Lipedema Academy

Stage 1: The Forgotten Face of Lipedema

Prof.Dr. Mustafa SAÇAR

What is Stage 1 Lipoedema?

Lipoedema is a condition that primarily affects women and is characterized by asymmetric fat accumulation in the lower extremities. The earliest stage of this disorder, stage 1, is often overlooked; as the symptoms are not yet apparent and can typically be confused with weight gain or genetic factors [1].

In stage 1, a slight thickening and thinning of the subcutaneous tissues are observed. Patients often feel a mild fullness in their legs, which can be associated with factors such as family structure or obesity [2].

Early diagnosis at this stage is critically important; as lipoedema is a progressive condition that can evolve into more serious stages over time. Early detection can contribute to the management of symptoms and the preservation of patients' quality of life [3].

Common Symptoms of Lipoedema

The most common symptoms of lipoedema include symmetrical fat accumulation in the legs, pain, sensitivity, and easy bruising. However, in stage 1 lipoedema, these symptoms are usually very mild, making diagnosis more difficult [4].

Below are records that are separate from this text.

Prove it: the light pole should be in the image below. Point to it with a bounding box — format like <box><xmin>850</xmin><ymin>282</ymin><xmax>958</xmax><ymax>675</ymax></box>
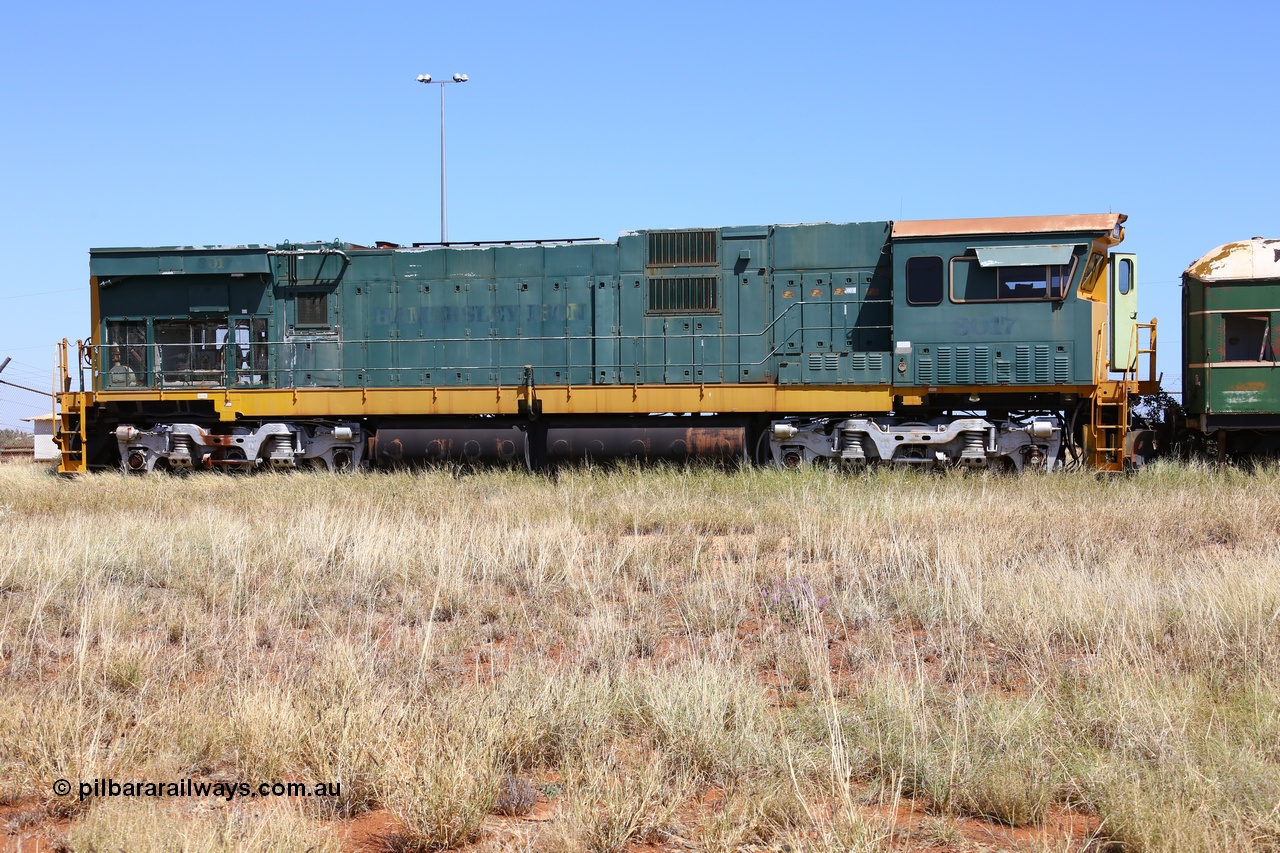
<box><xmin>417</xmin><ymin>74</ymin><xmax>467</xmax><ymax>245</ymax></box>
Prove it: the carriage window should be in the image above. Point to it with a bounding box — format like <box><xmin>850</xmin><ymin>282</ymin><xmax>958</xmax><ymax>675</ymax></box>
<box><xmin>1222</xmin><ymin>314</ymin><xmax>1274</xmax><ymax>361</ymax></box>
<box><xmin>155</xmin><ymin>320</ymin><xmax>227</xmax><ymax>387</ymax></box>
<box><xmin>101</xmin><ymin>321</ymin><xmax>147</xmax><ymax>388</ymax></box>
<box><xmin>906</xmin><ymin>257</ymin><xmax>942</xmax><ymax>305</ymax></box>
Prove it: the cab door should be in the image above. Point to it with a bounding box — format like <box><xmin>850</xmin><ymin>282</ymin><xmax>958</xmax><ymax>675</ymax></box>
<box><xmin>1110</xmin><ymin>252</ymin><xmax>1138</xmax><ymax>373</ymax></box>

Individuals may report a feeling of heaviness in their legs and tenderness upon touching. These symptoms may become more pronounced when standing or sitting for extended periods [5].

Moreover, the skin surface in lipoedema-affected areas is typically smooth, and the appearance of cellulite is rare. This characteristic is an important factor that distinguishes lipoedema from other fat accumulation problems [6].

Challenges in Diagnosis

Diagnosing stage 1 lipoedema often requires the attention of an experienced specialist. This condition is frequently confused with obesity or lymphedema, which can delay access to the appropriate treatment [7].

Diagnosis is made based on the patient's medical history, physical examination, and sometimes imaging methods. However, in stage 1, these methods may not always yield clear results [8].

Therefore, it is important for patients to carefully monitor their symptoms and consult a specialist. Changes noticed in the early stage play a vital role in accurate diagnosis and treatment [9].

Lipoedema and Genetic Factors

There is evidence that lipoedema has a genetic component; individuals with a family history of lipoedema have a higher likelihood of developing this condition. However, genetic factors may not fully explain lipoedema on their own [10].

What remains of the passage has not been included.